Was können Parlamente gegen Rassismus und Fremdenfeindlichkeit tun? Eine ganze Menge. Zunächst ist es hilfreich, der Öffentlichkeit unmissverständlich zu signalisieren, dass Übergriffe gegen Ausländer nicht toleriert werden. Nirgends, zu keinem Zeitpunkt, von niemandem.

Diese Botschaft muss, wie in der vergangenen Woche geschehen, immer wieder vom Deutschen Bundestag, von den Landtagen, Kreistagen und Ortsparlamenten ausgehen. Und zwar erst recht, wenn in einem dieser Gremien einzelne ideologische Irrgänger sitzen, die ihr parlamentarisches Dasein einer Demokratie verdanken, deren freiheitlichen Grundkonsens sie am liebsten durch rechtsradikales Sektierertum ersetzen würden.

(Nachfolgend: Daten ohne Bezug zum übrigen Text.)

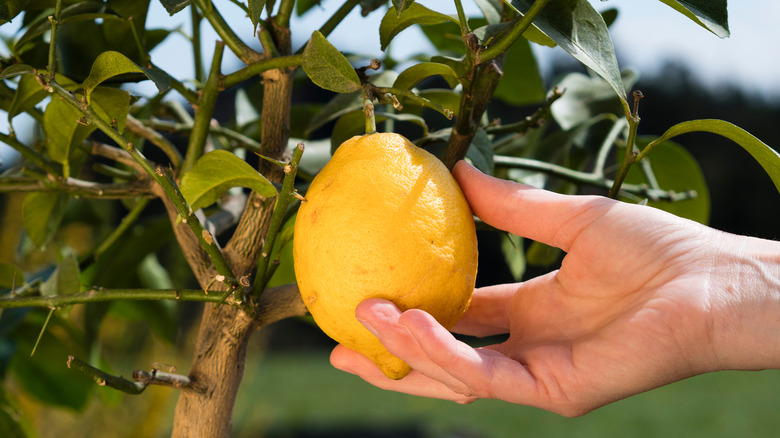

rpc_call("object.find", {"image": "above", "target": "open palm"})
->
[331,163,729,415]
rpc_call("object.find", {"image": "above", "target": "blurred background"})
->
[0,0,780,438]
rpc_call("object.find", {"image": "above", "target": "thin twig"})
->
[125,114,182,168]
[68,355,146,395]
[251,143,303,301]
[493,155,696,201]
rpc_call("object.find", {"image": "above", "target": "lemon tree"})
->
[0,0,780,438]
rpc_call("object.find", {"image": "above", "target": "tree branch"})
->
[0,172,154,199]
[67,355,203,395]
[195,0,262,64]
[181,41,225,174]
[220,55,303,88]
[0,288,230,309]
[493,155,696,202]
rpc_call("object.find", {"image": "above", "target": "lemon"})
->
[293,133,477,379]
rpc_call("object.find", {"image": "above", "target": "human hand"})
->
[331,162,780,416]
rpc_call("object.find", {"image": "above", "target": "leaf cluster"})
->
[0,0,780,434]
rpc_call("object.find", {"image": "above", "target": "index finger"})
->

Darüber hinaus müssen Gespräche geführt werden. Mit Bürgern, die sich vor dem Zuzug von Asylbewerbern fürchten. In Schulen, damit schiefe Gesellschaftsbilder bei jungen Menschen gerade gerückt werden, bevor sie sich zu einer extremistischen Grundhaltung verfestigen. In Vereinen, deren verbriefte Gemeinnützigkeit sich trefflich als Argument für mehr Verantwortungsbewusstsein gegenüber einer schutzlosen Minderheit eignet.

Überhaupt hilft es zu argumentieren. Und zwar auch abseits von Bekundungen der Betroffenheit, wenn mal wieder eine Flüchtlingsunterkunft in Flammen aufgegangen oder ein Bus mit Asylbewerbern attackiert worden ist. Die Glaubwürdigkeit der berechtigten Empörung darüber nutzt sich in dem Maße ab, wie ohne unmittelbaren Bezug auf solche beschämenden Ereignisse über eine latente, tief verwurzelte Ablehnung von Fremden in einem Teil der Gesellschaft geschwiegen wird.

Die weit überwiegende Mehrheit der deutschen Bevölkerung ist nicht grundsätzlich gegen die Aufnahme von Flüchtlingen. Das gilt nach wie vor, auch angesichts der großen Probleme - und sogar für sächsische Kleinstädte, obwohl der medial vermittelte Eindruck mitunter ein anderer ist.

Auch das lässt sich übrigens trefflich als Argument gegenüber Fremdenfeinden nutzen: Ihr seid in der Minderheit, und ihr werdet es auch immer bleiben!

Höchste Zeit also, mit denen, die noch mit einem vernünftigen Gespräch zu erreichen sind, zu reden und dabei ihre Sorgen ernst zu nehmen. Das kostet Mühe, gewiss. Aber einen Versuch ist es wert.